First I was asked to do a free body diagram and solve for T, the tension on the string of my pendulum. It’s been a long time since I took dynamics but strangely enough the pendulum was still fresh in my mind from state space equations from controls and signals classes. I don’t have it in my sketch there, but was told the horizontal velocity component of my pendulum is v and the length of the string is l. Solve and you get T = mgcos(theta) + mv^2/l. Next I was asked when the tension would be the largest, and if the string breaks and you have to redesign it what elements would you change. I’ll leave that up to the reader (this isn’t an answer book afterall).

Next was a cantilever beam. I used to have a professor who had an interesting eastern European accent who used to say that word so beautifully…but back to the topic at hand. This was described to me and I was asked for the angle of deflection. I was hunting quickly through my book, though she offered to give me the equation if I could tell her what elements were in it. φ = Pl^3/3EI. Then I was asked what I and E were (I’ll leave that as a take home assignment here) and what could be changed to limit the deflection of the beam.

Next was the fluids portion, and very non-specific (this particular company/product has not much to do with fluids). Given a system that’s pumping an incompressible fluid from one location to another where you are asked to improve upon the design, what do you need to know about the system. Then assuming the system already exists, what could you change to improve the system?

Lastly an airplane (or other flying object) is flying at a certain velocity and certain altitude and drops a bowling ball out of a plane. If the plane was in a vacuum, what would happen to the bowling ball. If it’s not in a vacuum, what do you have to take into consideration? Then, when will it hit the ground (y=v0t + 0.5at^2) and solving for t you can solve for how far it will travel horizontally.

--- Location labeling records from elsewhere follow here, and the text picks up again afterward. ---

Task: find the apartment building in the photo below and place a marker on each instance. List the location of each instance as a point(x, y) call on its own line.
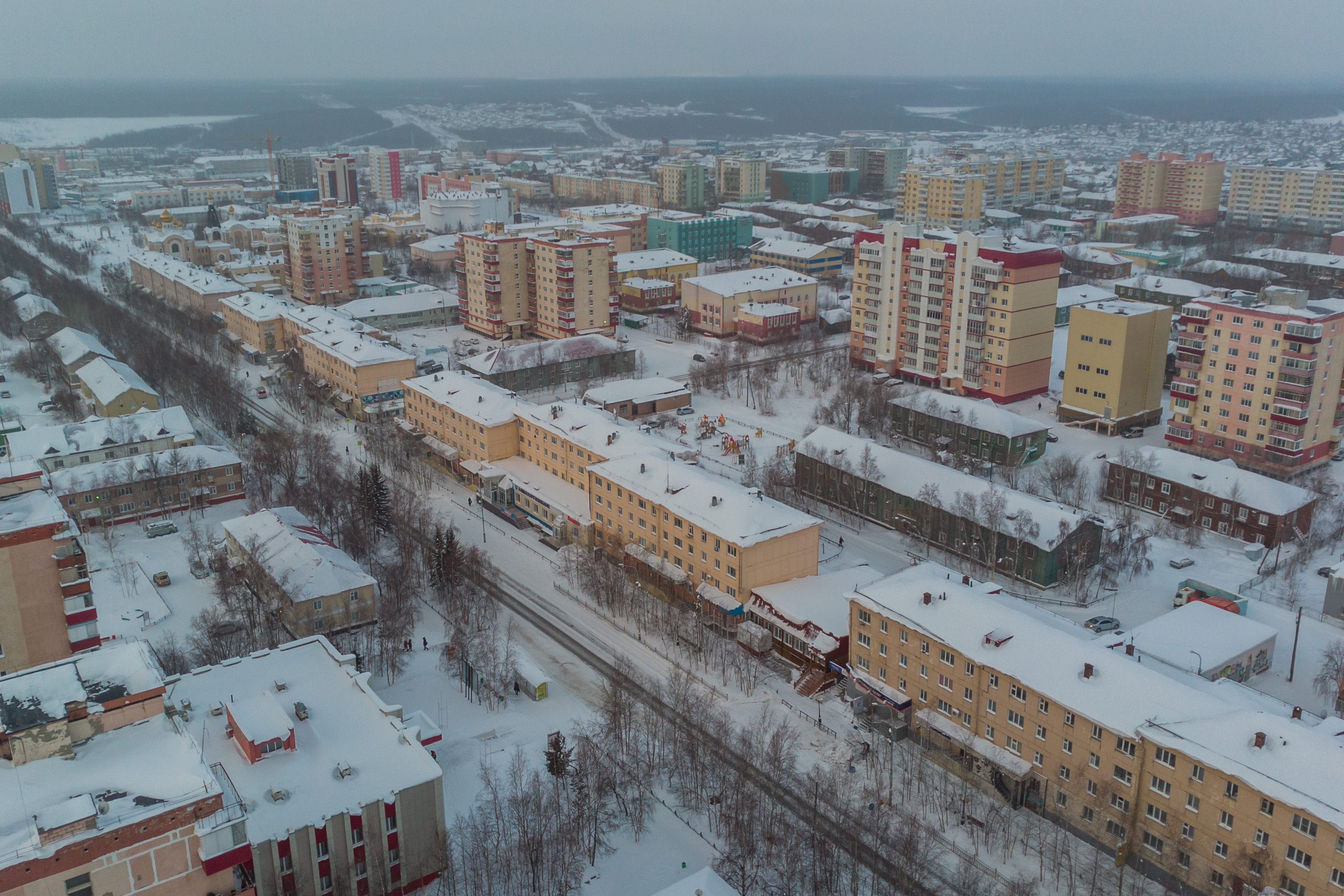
point(315, 586)
point(741, 179)
point(1170, 185)
point(1194, 491)
point(682, 527)
point(338, 179)
point(973, 315)
point(1281, 198)
point(682, 185)
point(365, 374)
point(46, 599)
point(1260, 382)
point(1116, 363)
point(711, 303)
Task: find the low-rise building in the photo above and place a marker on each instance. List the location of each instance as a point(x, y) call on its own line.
point(1116, 363)
point(314, 586)
point(713, 301)
point(806, 258)
point(975, 428)
point(1033, 541)
point(150, 485)
point(640, 398)
point(1216, 495)
point(97, 438)
point(112, 389)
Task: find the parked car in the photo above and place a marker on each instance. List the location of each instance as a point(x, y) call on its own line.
point(1103, 624)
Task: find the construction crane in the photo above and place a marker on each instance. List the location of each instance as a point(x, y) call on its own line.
point(271, 152)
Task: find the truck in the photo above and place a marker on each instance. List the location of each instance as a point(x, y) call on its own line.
point(1196, 590)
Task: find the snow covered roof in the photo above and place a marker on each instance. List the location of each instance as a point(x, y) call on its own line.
point(1218, 477)
point(296, 554)
point(39, 695)
point(357, 350)
point(1121, 695)
point(987, 414)
point(626, 262)
point(140, 467)
point(70, 346)
point(752, 280)
point(518, 358)
point(108, 379)
point(636, 390)
point(101, 433)
point(472, 397)
point(347, 723)
point(1216, 635)
point(732, 511)
point(908, 475)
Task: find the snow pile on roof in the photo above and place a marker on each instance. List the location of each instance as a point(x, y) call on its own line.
point(109, 379)
point(103, 433)
point(521, 358)
point(70, 346)
point(732, 511)
point(983, 414)
point(1026, 516)
point(638, 390)
point(752, 280)
point(296, 554)
point(1218, 477)
point(347, 723)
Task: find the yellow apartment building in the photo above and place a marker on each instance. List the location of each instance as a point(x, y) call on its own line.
point(1115, 365)
point(365, 374)
point(686, 528)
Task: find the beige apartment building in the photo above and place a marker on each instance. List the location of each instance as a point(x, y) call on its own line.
point(1115, 365)
point(1280, 198)
point(687, 530)
point(1260, 383)
point(975, 316)
point(742, 179)
point(1170, 185)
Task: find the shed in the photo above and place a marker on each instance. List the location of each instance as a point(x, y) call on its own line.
point(1207, 641)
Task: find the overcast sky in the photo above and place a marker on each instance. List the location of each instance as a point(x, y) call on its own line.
point(1168, 39)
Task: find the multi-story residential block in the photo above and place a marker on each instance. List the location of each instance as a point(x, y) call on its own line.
point(1170, 185)
point(57, 448)
point(1034, 541)
point(1116, 363)
point(741, 179)
point(1260, 382)
point(1193, 491)
point(975, 315)
point(327, 788)
point(682, 528)
point(682, 185)
point(806, 258)
point(112, 389)
point(1275, 198)
point(980, 429)
point(365, 373)
point(46, 598)
point(711, 303)
point(337, 179)
point(315, 586)
point(714, 237)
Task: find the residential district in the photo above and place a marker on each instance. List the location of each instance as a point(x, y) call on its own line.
point(590, 502)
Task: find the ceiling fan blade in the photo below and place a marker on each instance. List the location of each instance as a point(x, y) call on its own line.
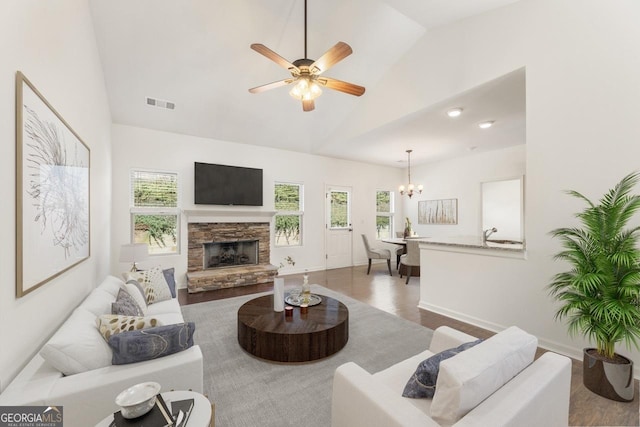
point(341, 86)
point(263, 50)
point(308, 105)
point(272, 85)
point(331, 57)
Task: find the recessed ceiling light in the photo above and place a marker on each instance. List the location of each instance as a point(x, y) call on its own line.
point(454, 112)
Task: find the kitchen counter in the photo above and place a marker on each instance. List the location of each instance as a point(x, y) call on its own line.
point(474, 244)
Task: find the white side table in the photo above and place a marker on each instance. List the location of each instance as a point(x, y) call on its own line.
point(202, 414)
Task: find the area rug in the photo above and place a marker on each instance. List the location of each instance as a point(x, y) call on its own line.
point(251, 392)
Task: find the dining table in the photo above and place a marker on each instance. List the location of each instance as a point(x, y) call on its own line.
point(402, 241)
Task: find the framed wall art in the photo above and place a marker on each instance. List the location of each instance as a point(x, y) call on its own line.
point(52, 191)
point(444, 211)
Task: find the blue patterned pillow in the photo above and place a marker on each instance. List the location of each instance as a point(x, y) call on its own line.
point(422, 383)
point(151, 343)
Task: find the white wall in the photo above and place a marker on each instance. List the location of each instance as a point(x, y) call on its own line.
point(461, 179)
point(143, 148)
point(53, 44)
point(583, 95)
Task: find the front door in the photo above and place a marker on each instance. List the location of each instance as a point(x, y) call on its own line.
point(339, 235)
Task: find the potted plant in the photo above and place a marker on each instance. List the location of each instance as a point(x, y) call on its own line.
point(600, 295)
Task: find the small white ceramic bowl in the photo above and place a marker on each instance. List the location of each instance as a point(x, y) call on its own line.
point(137, 400)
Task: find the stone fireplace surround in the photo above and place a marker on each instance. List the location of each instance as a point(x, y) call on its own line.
point(225, 226)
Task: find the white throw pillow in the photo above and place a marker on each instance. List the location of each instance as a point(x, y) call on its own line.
point(77, 346)
point(470, 377)
point(155, 286)
point(134, 289)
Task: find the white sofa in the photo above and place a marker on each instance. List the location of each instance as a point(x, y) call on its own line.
point(88, 397)
point(537, 395)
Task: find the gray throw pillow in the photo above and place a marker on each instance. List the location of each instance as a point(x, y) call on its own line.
point(171, 280)
point(126, 305)
point(151, 343)
point(422, 383)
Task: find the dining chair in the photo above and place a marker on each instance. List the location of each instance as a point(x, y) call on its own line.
point(401, 250)
point(373, 253)
point(411, 258)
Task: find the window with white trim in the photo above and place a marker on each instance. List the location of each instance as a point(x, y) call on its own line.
point(289, 213)
point(384, 214)
point(155, 216)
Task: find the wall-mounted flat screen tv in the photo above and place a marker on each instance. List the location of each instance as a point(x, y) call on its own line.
point(227, 185)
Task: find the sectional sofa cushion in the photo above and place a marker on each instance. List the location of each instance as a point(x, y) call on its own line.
point(169, 276)
point(155, 286)
point(126, 305)
point(111, 324)
point(134, 289)
point(422, 383)
point(473, 375)
point(146, 344)
point(77, 346)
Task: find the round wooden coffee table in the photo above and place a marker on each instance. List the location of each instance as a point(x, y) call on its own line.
point(268, 334)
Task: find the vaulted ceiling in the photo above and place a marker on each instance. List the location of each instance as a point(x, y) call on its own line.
point(195, 54)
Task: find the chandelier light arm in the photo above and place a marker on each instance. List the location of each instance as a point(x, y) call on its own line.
point(409, 189)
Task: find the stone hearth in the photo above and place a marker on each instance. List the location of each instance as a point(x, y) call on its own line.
point(200, 278)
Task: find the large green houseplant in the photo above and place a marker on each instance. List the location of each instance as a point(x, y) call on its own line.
point(600, 296)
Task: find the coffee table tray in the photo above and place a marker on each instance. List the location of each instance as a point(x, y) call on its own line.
point(296, 299)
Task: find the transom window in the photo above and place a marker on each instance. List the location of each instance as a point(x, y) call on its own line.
point(155, 217)
point(288, 219)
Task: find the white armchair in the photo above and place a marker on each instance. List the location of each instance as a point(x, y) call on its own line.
point(373, 253)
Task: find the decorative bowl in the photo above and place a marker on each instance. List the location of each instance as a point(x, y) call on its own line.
point(137, 400)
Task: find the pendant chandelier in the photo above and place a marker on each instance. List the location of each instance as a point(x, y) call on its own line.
point(409, 189)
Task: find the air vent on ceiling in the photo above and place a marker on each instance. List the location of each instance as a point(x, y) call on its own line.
point(161, 103)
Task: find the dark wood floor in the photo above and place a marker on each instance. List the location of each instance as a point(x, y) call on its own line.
point(392, 295)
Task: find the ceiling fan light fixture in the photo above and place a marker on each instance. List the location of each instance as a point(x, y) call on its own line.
point(305, 90)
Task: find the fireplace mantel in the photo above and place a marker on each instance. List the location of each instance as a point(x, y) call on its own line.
point(227, 215)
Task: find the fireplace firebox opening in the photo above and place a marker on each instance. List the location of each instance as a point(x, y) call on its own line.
point(230, 254)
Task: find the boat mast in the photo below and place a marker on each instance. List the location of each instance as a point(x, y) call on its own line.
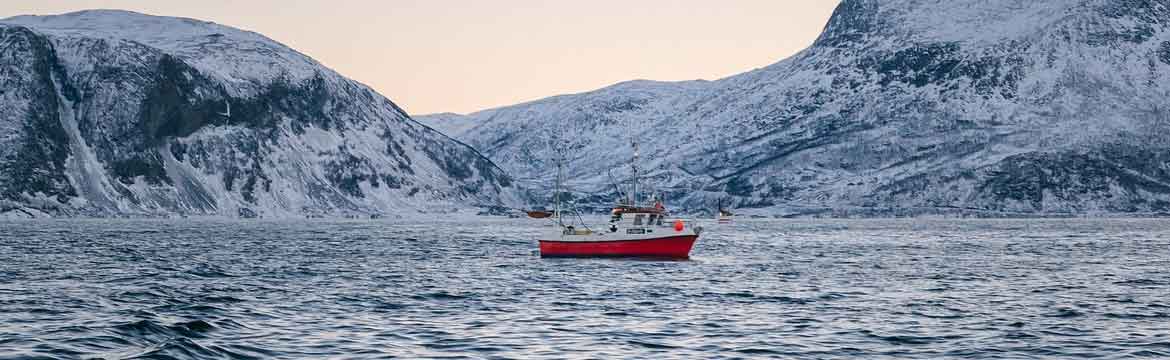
point(633, 200)
point(561, 166)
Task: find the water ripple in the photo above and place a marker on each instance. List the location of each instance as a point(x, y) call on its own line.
point(904, 289)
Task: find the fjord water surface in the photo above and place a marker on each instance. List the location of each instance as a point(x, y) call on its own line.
point(758, 288)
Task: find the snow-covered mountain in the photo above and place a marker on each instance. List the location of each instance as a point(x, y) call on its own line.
point(109, 112)
point(989, 106)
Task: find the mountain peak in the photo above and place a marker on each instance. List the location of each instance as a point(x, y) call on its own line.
point(242, 57)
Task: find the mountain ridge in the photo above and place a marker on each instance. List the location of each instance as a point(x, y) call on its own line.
point(117, 113)
point(899, 104)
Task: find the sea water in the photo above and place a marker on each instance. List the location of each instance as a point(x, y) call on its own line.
point(928, 289)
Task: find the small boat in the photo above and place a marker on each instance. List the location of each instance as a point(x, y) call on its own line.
point(634, 230)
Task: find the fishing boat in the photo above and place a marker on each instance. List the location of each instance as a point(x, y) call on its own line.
point(635, 229)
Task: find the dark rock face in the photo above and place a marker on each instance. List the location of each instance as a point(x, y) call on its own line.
point(103, 123)
point(35, 163)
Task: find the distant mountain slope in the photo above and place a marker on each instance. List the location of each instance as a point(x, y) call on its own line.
point(108, 112)
point(901, 105)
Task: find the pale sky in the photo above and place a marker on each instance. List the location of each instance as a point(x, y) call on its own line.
point(468, 55)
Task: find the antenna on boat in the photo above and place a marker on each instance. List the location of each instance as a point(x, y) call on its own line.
point(633, 199)
point(561, 166)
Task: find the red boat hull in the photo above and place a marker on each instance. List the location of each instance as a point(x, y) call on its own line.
point(674, 247)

So that was my technical interview for young fresh mechanical engineers. I’ve heard rumors that some places will ask you to derive the Navier-Stokes equations and I know where I work a manager who used to give you the beam example and ask you to draw the bending moment diagram. Sometimes it feels a little strange to be asked basic dynamics questions when I have a decent amount of work experience under my belt none of which involves daily application of kinematics but I did enjoy some of the more conceptual or critical thinking aspects of it. I invite any other sprockets to share their interviewee or interviewing stories here for the intimidating technical interview. Or I guess all you non-mechanical folks can share your opinions as well.

Basic questions should form a basic part of an interview. We use it for both junior and senior candidates alike. Exhibit A: Mr. Flop from my 2nd postk on Engineer Blogs. Lots of on paper experience; little real-life knowledge.

Plus you can always work up to the really hard questions if they breeze through. Needs to be progressive testing.

I hate to be snarky. But if the plane were in a vacuum, it would follow the same trajectory as the ball.

I love Newtonian Mechanics.

It’s something that I’ve heard of in interviews but never actually knew someone who went through it. That’s pretty rough.

I’m not sure I would have even taken them seriously if they said “bring your books”.

Yes Jacob that was the idea for that part. Was asked first what happens to the ball when dropped in a vacuum, then a second portion to calculate its drop time and therefore the horizontal distance it covers when not in a vacuum but still negating for wind resistance.

I think Jacob’s point was that if the plane were in a vacuum it wouldn’t be able to generate any lift, so it would plummet to the earth along with the bowling ball =)

But i think, the question says that the plane was flying at a certain velocity in vacuum somehow. So dropping the ball will just make the ball fall down to the ground under gravity with the same horizontal velocity as the velocity of the plane. And i am sure to calculate the time when not in vacuum, you just have the equation S = 0.5*g*t^2, as initially the vertical velocity was 0.